DRMacIver's Notebook
Does a fish have a face?
Does a fish have a face?
I’m trying a new thing today, which is to integrate my daily notebook practice, my daily rereading practice, and a bit of randomization of decision making. I don’t plan to do this every day, but I may do it more often.
The basic mechanism:
- I pick a book of my choosing.
- I generate a page number uniformly at random from the main book contents.
- I pick an interesting passage and copy it out here.
- I then write something inspired by it.
If this takes off I’ll probably build some tooling into the notebook for getting me to do this properly but for now I’m mostly hand cranking it.
This is partly inspired by having recently-ish been listening to Harry Potter and the Sacred Text. I’m deeply indifferent to Harry Potter but have been enjoying their sacred text reading techniques. This process in particular is very loosely inspired by their (in turn somewhat loosely interpreted) practice of Lectio Divina
Today’s reading comes from Finding Our Sea Legs, page 126:
While he hedges his bets when it comes to dogs, it is hard to imagine Levinas having much time for the idea that a fish might have a face, or the idea that I could be infinitely responsible for a fish. Fish, as far as we human beings are concerned, are more alien to us than the stranger who knocks on our door, or the dog who wags his tail in greeting. They move in a different element, they have no lungs, their blood is cold, not warm, they do not sleep. And yet, while they may not have faces in the sense that Levinas means, they still hav efaces, in the ordinary everyday sense: We can look them in the eye, and these denizens of another world can look back.
This might seem like a strange passage (of course fish have faces) but the idea of a “face” in this context is more about our experience of the other as a person. Backtracking to earlier in the book (pages 52-53) we have the following passage:
This curious and seemingly paradoxical idea of the ‘face’ is that the heart of Levinas’s phenomenology of ethics. When we encounter the face of another [our relationship] is ‘straightaway ethical.’ When I encounter another person, I find myself responsible for them - I find myself unable to do anything other than to respond to them as another person - whether I like it or not.
So the question of whether a fish “has a face” is about whether our interactions with a fish have this phenomenological character: Do we treat a fish as a subject of ethical experience?
Experiences on this tend to differ, both by person and by context. Many people are vegetarian precisely because they experience animals as ethically relevant, and I know one person who as a child became vegetarian in a way that they literally framed as not wanting to eat anything with a face, a category in which they included fish.

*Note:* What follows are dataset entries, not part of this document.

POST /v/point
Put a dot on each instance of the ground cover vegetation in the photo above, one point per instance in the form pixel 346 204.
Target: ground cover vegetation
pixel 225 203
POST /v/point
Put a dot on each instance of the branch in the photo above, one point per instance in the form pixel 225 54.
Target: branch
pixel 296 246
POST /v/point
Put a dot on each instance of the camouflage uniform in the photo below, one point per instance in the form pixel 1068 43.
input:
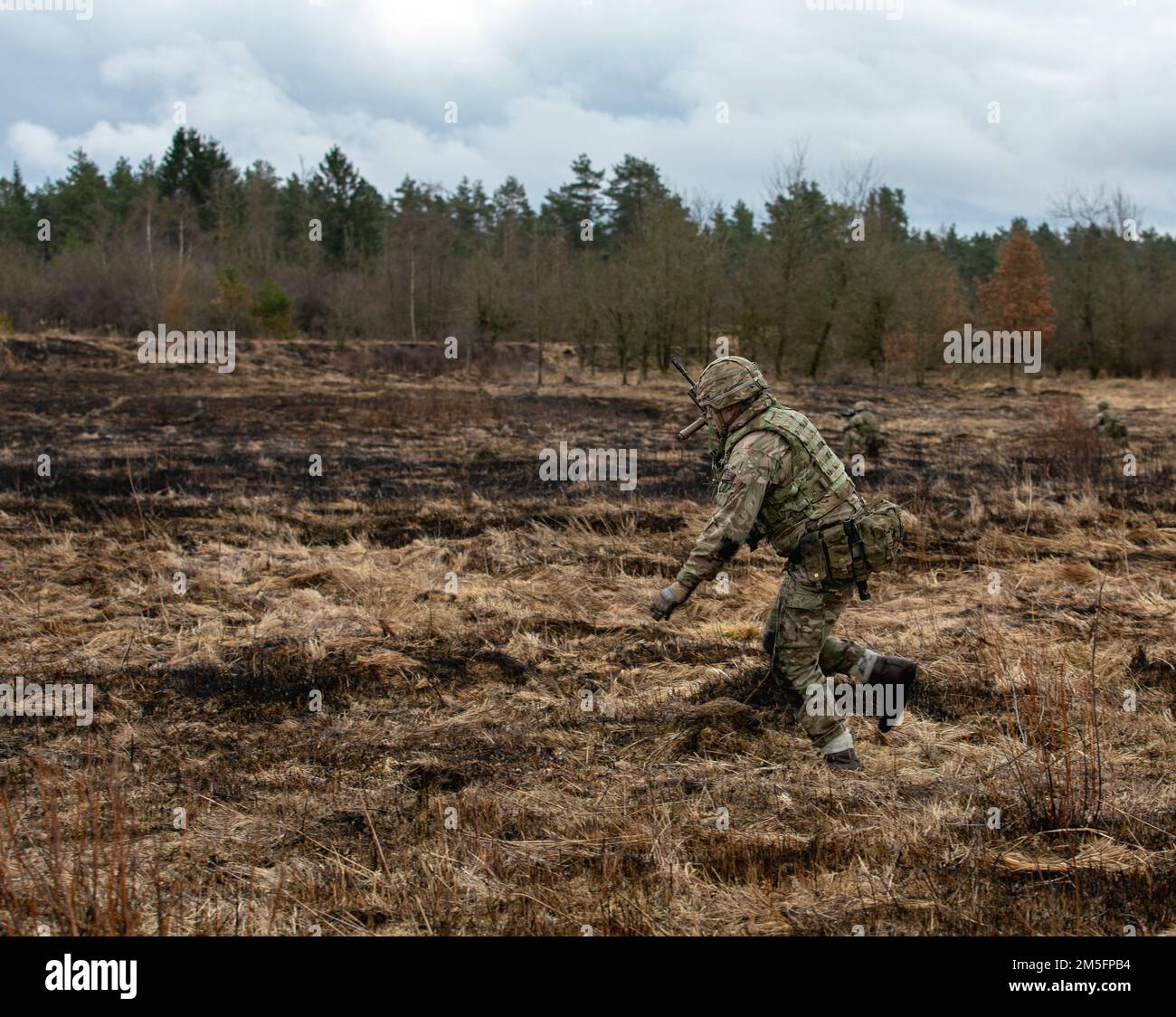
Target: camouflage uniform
pixel 1108 424
pixel 863 432
pixel 780 481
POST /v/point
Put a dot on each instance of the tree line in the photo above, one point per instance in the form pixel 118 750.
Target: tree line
pixel 828 280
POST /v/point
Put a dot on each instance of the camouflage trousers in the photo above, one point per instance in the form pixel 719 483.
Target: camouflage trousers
pixel 804 654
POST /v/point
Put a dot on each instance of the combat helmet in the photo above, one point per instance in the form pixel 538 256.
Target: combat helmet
pixel 727 381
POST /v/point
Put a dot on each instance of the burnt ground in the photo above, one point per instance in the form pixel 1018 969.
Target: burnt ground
pixel 368 708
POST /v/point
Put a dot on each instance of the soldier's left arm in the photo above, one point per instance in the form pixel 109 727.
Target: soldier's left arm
pixel 752 470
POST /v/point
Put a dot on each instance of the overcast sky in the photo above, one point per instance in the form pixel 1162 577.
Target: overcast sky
pixel 1086 90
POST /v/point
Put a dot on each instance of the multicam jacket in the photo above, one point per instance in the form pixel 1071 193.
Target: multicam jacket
pixel 779 481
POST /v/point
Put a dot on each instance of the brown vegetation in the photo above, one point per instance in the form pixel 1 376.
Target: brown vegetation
pixel 1036 595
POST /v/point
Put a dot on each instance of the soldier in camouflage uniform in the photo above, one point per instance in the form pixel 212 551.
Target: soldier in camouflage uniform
pixel 862 431
pixel 781 482
pixel 1108 424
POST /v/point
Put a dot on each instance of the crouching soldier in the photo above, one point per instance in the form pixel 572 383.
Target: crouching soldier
pixel 1109 426
pixel 782 483
pixel 862 431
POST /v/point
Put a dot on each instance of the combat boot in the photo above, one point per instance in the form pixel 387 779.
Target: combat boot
pixel 894 671
pixel 845 760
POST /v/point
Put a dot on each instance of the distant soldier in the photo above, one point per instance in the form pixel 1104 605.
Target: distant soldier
pixel 1108 424
pixel 862 431
pixel 782 483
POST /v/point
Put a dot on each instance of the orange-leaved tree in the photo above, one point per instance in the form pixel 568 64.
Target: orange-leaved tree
pixel 1016 298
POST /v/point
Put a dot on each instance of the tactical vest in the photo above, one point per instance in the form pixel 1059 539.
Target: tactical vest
pixel 819 486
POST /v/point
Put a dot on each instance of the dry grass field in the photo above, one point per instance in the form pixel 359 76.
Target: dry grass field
pixel 450 611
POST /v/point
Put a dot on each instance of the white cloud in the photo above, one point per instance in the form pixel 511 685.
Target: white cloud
pixel 1082 86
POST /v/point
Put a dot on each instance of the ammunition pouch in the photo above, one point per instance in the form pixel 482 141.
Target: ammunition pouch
pixel 849 550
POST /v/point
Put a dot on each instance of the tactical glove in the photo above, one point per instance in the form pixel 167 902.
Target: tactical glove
pixel 667 599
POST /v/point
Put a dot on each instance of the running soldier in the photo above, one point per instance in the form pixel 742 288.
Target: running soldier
pixel 782 483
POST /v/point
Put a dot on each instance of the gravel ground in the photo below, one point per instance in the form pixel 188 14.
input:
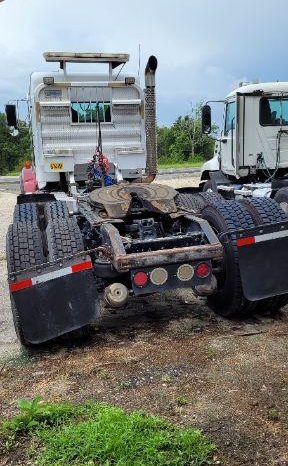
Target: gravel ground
pixel 169 355
pixel 8 342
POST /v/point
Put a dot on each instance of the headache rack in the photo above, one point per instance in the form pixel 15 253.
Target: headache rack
pixel 112 59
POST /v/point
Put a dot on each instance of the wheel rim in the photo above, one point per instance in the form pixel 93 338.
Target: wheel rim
pixel 284 206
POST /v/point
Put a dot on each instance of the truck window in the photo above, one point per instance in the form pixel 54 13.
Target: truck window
pixel 230 117
pixel 89 112
pixel 273 111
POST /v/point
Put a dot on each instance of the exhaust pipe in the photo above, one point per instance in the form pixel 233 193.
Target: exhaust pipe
pixel 150 120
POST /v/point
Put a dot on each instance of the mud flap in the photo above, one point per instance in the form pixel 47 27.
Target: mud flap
pixel 263 260
pixel 53 307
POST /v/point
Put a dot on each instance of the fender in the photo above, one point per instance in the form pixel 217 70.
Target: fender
pixel 211 166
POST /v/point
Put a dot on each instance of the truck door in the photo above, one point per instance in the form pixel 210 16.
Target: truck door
pixel 228 140
pixel 273 119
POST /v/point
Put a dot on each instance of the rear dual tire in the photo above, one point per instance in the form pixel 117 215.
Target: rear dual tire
pixel 226 217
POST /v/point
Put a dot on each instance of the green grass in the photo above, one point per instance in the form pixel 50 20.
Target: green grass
pixel 99 435
pixel 188 164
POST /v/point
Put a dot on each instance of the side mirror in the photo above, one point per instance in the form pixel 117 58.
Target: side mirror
pixel 11 115
pixel 206 119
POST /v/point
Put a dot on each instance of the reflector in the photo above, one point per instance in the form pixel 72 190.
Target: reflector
pixel 140 279
pixel 203 270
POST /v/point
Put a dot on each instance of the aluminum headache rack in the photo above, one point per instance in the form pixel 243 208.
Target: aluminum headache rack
pixel 113 59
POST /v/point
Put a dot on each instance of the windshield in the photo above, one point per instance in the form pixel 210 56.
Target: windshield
pixel 273 111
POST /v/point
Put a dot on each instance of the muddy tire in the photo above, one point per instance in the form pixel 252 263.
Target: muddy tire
pixel 207 186
pixel 226 216
pixel 211 197
pixel 266 211
pixel 55 210
pixel 281 197
pixel 63 238
pixel 190 202
pixel 24 247
pixel 24 250
pixel 26 212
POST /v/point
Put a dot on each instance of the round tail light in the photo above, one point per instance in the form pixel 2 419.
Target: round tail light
pixel 203 270
pixel 140 279
pixel 159 276
pixel 185 272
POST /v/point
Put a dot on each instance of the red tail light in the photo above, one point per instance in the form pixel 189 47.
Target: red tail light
pixel 202 270
pixel 141 279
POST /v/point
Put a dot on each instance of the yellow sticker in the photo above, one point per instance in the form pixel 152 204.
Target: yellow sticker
pixel 56 166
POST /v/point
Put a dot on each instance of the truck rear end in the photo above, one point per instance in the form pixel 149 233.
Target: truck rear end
pixel 88 236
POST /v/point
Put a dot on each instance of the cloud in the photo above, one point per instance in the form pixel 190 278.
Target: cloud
pixel 203 47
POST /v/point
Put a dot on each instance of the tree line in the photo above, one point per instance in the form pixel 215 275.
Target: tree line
pixel 181 142
pixel 14 150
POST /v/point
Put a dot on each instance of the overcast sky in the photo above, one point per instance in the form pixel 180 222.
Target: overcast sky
pixel 204 47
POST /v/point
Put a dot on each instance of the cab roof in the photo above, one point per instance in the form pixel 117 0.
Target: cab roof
pixel 266 88
pixel 115 59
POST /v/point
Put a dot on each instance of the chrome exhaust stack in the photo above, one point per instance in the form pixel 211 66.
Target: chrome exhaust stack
pixel 150 120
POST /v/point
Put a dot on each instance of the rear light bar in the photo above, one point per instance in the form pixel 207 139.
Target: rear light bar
pixel 141 279
pixel 27 283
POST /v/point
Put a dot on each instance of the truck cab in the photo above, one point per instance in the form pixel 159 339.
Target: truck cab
pixel 66 109
pixel 253 145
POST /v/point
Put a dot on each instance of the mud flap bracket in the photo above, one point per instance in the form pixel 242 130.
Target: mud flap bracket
pixel 263 260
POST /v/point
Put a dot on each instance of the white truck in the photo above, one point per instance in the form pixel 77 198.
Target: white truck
pixel 251 156
pixel 90 224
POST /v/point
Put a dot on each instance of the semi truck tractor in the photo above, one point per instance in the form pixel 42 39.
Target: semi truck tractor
pixel 92 228
pixel 251 155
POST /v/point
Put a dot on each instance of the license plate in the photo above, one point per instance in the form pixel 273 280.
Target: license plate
pixel 56 165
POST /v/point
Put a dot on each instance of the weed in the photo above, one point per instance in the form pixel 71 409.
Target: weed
pixel 211 353
pixel 166 379
pixel 34 414
pixel 273 414
pixel 104 375
pixel 94 434
pixel 181 401
pixel 125 385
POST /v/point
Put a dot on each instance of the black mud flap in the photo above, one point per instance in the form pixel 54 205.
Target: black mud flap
pixel 263 260
pixel 55 306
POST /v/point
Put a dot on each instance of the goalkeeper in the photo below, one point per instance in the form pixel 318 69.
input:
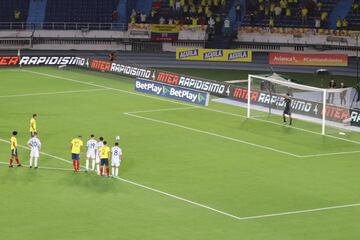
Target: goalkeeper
pixel 287 110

Personally, I don’t consider fish to be all that ethically relevant (oddly, I consider animals more ethically relevant than fish and yet I eat animals and mostly don’t eat fish. This is primarily for environmental reasons though). I will not mourn the death of a fish. And yet, encountering a fish out of water, gasping on dry land, it is hard not to feel sorry for it. In the abstract, I don’t care about the fish, but confronted with the actual reality of the fish and its suffering, it is hard not to experience it as ethically relevant, as having a face.
Almost (I may have been subconsciously inspired in my choice of book) entirely coincidentally, yesterday I was listening to the Mindscape podcast episode with Paul Bloom, the author of Against Empathy (which I haven’t read). His essential argument is that this empathic experience leads us astray from good ethical behaviour. It causes us to overfocus on the individual in front of us - this empathy is what causes us to treat the fish as ethically relevant even if we don’t “rationally” believe it to be. It’s what causes us to be kind to our neighbour but ignore millions of people living in poverty.
It’s also what causes us to overvalue people like us and undervalue people different to us - it’s much easier to be empathic to someone whose lived experience we can easily understand, and if we tie our ethics to our empathy then we will tend to prioritise those like us and neglect the Other.
Of course, one can bite this philosophical bullet and say that yes we should be rational in our ethics but also we should consider fish as ethically relevant. This is how you end up with things like Effective Altruists who are very concerned about wild animal suffering. It’s possibly they’re right - I don’t agree with their concerns, but I don’t think they’re in principle invalid.
I do think he has a point, and that a certain amount of rationality and deliberation in ethics is important, but I think too much of that will drive us towards utilitarianism, which is more like policy than the sort of living ethics that I think improves our behaviour in day to day life.
It’s worth using rationality as a tool to improve our ethical behaviour, but emotion is key to effective rationality, and empathy and the experience of the other is a crucial tool in navigating any sort of rational ethics.